Why write this article

Recently, it was revealed that Github was recording passwords in plain text in its internal log.

Although the impact is said to be small, network and data security issues are once again on the table. Most users’ common passwords are only a few, once hackers get to other websites, “hit the library”, may cause users’ property damage.

This article mainly introduces how to encrypt the transmission and storage of user passwords, and explains the related principles.

The encrypted

There are two main ways of encryption: symmetric encryption and asymmetric encryption.

Symmetric encryption

Symmetric encryption: The same secret key is used for encryption and decryption.

The symmetric encryption mode is:

  • Party A selects a certain encryption rule and encrypts the information
  • Party B shall use the same rules to decrypt the information

The communication between client and server uses symmetric encryption. If only one secret key is used, it is easy to crack. If different secret keys are used each time, the management and transmission cost of massive secret keys will be relatively high.

Asymmetric encryption

Asymmetric encryption: Two keys are required for encryption and decryption, the public key and the private key.

The mode of asymmetric encryption is:

  • Party B generates two keys (public key and private key). The public key is public and accessible to anyone, while the private key is private
  • Party A obtains Party B’s public key and uses it to encrypt the information
  • Party B obtains the encrypted information and decrypts it with the private key.

Even if the hacker gets the public key, there is no way to decrypt it without the private key. Regardless of the rainbow table, it is possible to use a pair of secret keys for a long time.

RSA

The most classical asymmetric encryption algorithm is RSA algorithm.

RSA public key encryption algorithm was proposed in 1977 by Ron Rivest, Adi Shamir and Leonard Adleman. Public and private keys come in pairs, with one encrypted only to be decrypted by the other, usually with the public key encrypted and the private key decrypted.

Why is RSA capable of asymmetric encryption?

Co-prime: Two positive integers are said to be co-prime if they have no common factor other than 1

In simple terms, RSA exploits the principle that it is extremely difficult to factor if the product of two positive integers of a mutually prime relationship is large enough (the longest RSA key ever cracked is 768 bits, whereas the normal key is at least 1024 bits).

Through a certain operation, a calculation result and product as a public key, another calculation result and product as a private key, that is, the public key can be used to encrypt, and the private key is used to decrypt.
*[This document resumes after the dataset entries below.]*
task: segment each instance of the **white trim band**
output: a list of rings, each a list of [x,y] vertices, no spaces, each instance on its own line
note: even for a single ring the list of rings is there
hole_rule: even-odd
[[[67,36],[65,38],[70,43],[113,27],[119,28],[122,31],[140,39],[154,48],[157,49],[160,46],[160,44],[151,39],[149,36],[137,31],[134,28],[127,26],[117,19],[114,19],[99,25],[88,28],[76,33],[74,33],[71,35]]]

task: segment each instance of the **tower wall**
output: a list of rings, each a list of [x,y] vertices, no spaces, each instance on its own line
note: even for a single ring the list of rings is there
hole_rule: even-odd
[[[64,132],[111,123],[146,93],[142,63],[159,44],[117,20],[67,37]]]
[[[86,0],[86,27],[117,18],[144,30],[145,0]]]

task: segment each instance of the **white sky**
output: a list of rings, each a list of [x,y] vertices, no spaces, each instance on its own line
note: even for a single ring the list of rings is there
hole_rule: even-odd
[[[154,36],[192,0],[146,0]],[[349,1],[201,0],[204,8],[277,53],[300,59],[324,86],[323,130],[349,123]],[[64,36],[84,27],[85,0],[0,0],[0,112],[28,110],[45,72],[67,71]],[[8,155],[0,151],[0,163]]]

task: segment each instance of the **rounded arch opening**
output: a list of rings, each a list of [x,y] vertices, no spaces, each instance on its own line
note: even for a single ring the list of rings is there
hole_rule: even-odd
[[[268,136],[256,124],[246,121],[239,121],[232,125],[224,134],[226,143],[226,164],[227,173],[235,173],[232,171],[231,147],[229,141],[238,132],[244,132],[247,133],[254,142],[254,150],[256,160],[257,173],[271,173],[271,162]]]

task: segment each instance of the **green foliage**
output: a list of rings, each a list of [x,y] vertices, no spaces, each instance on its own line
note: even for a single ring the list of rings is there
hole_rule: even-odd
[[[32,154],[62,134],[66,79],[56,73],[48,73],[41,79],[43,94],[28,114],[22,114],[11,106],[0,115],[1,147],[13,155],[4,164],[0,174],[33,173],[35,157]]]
Specific mathematical formula derivation and proof can refer to the PRINCIPLE of RSA algorithm.

Login to Github

With that said, let’s take a look at how Github transmits passwords.

Looking at the request of the login request, it is found that the password is transmitted in plain text……

So, is this transmission safe? It’s ok because YOU’re using HTTPS, but it’s not secure enough.

HTTP and HTTPS

In a conventional HTTP request, where all information is transmitted in plain text, there are three major risks as long as a middleman hijks at any stage of the link:

  • Eavesdropping risk: Third parties can learn the content of communications.
  • Tampering risk: Third parties may modify the content of communications.
  • Impersonation risk (pretending) : Third parties may impersonate others to participate in communications.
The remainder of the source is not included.